The Conservatives are reeling from a catastrophic night in which a record number of cabinet ministers have lost their seats with the party on course for its worst election result since it was founded.
Gillian Keegan, the education secretary, Grant Shapps, the defence secretary, and Penny Mordaunt, the Commons leader, were among the most high-profile cabinet ministers unseated by opposition candidates.
Alex Chalk, the justice secretary, Lucy Frazer, the culture secretary, and Michelle Donelan, the science secretary, were also ousted. Eight cabinet ministers have lost their seats so far, beating the previous record of seven in 1997.
The Tories were forecast to lose 241 seats in total while Labour was predicted to achieve a massive 170-seat majority, according to the exit poll for the BBC, ITV and Sky. Labour was confirmed to have won a majority at 5am.
Rishi Sunak conceded defeat nationally in a speech in his constituency, saying the British public had delivered “a sobering verdict”.
“The Labour party has won this general election and I have called Sir Keir Starmer to congratulate him on his victory,” the prime minister said. “The British people have delivered a sobering verdict tonight. There is much to learn and reflect on and I take responsibility for the loss.”
Several senior Tories were re-elected with severely depleted majorities. Jeremy Hunt, the chancellor, clung on to his Godalming and Ash seat by just 891 votes in the face of a major challenge from the Liberal Democrats. Hunt said the results nationally were a “bitter pill to swallow”.
Richard Holden, the Tory chair, won Basildon and Billericay by just 20 votes over Labour following a recount. He had faced heavy criticism from his own side after he was selected in the hitherto safe Tory seat at the last minute, 300 miles away from his former constituency.

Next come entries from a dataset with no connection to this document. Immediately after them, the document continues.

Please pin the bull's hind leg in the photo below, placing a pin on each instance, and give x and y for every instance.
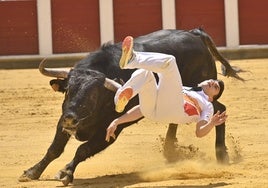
(170, 143)
(54, 151)
(221, 149)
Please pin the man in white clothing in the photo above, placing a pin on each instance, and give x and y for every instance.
(166, 101)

Kemi Badenoch, the business secretary and potential Tory leadership candidate, won Essex North West by 2,610 votes, down from a majority of 27,594 in her former seat of Saffron Walden.

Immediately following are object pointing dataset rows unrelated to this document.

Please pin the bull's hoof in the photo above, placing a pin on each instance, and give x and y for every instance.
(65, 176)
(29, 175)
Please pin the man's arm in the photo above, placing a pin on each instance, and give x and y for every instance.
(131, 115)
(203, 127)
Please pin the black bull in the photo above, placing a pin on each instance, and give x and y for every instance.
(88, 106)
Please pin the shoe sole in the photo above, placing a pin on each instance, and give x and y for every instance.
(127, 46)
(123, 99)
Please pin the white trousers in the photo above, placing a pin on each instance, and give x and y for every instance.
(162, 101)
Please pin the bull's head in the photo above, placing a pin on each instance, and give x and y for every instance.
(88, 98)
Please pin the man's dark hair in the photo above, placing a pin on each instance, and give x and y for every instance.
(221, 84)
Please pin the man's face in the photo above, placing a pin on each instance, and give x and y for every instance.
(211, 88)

Other senior Tory figures who were ousted included the former business secretary Jacob Rees-Mogg; Johnny Mercer, the veterans minister; the former deputy prime minister Thérèse Coffey, the former business secretary Simon Clarke and the former justice secretary Robert Buckland.
Tory grandees and candidates said the results amounted to a repudiation of their party that called for major change. The former party leader William Hague said it was a “catastrophic” night.
The losses have narrowed the field of potential Tory leaders vying to replace Sunak. Mordaunt and Shapps were both said to be preparing bids. Some grandees called for the Conservative party to swing to the right and even suggested it could work with Nigel Farage’s Reform UK party, which won at least four seats and came second in a host of constituencies.
Shapps hit out at Conservative divisions during his concession speech, blaming his colleagues for losing the support of voters across the country. “We’ve tried the patience of traditional Conservative voters with a propensity to create an endless political soap opera out of internal rivalries and divisions, which have become increasingly indulgent and entrenched,” he said.
He issued a warning to his party, saying: “There is a danger that we now go off on some tangent condemning ourselves and the public to years of lacklustre opposition that fails to hold a government to account effectively,” he said. “We must not let this happen.”
Shapps was not the only defeated candidate to warn against the party shifting to the right in a potentially divisive attempt to win back Reform voters. In her speech after losing in Portsmouth North, Mordaunt said: “Our renewal as a party of a country will not be achieved by us by talking to an ever-smaller slice of ourselves, but by being guided by the people of this country.” Buckland said in his concession speech that such a move “would be a disastrous mistake and it would send us into the abyss, and gift Labour government for many years”.
He launched an attack on prospective Tory leadership contenders, telling the BBC: “I’ve watched colleagues in the Conservative party strike poses, write inflammatory op-eds, and say stupid things they know they have no evidence for, instead of concentrating on doing the job. I’m fed up of personal agendas and jockeying for position.”
He added: “The Conservatives are facing electoral Armageddon. And it’s going to be like a group of bald men fighting over a comb.”
Other senior figures argued that the Conservatives had to reclaim the centre ground. The former chancellor George Osborne said working with Reform would be a “disastrous route to go down”.
Jo Johnson, the Tory peer and universities minister, told the BBC it was a mistake for the Conservatives to try to be “Reform lite”.
However, others suggested the party should work more closely with Reform. Rees-Mogg, who was defeated by Labour in his seat, said the Conservative party “took its core vote for granted” and that it had been wrong for Tory MPs to oust Boris Johnson when he had been elected by the country. “Failing to deliver on Conservative core principles did us a lot of harm,” he told the BBC.
Asked whether he thought the Tories should have sought to join forces with Farage, Rees-Mogg said: “We are where we are and the disaster doesn’t seem to have been averted. You’ll have to ask Nigel what his plans are. I think he looks for and seeks a realignment of the right in British politics, and it will be interesting to see whether he can achieve that.”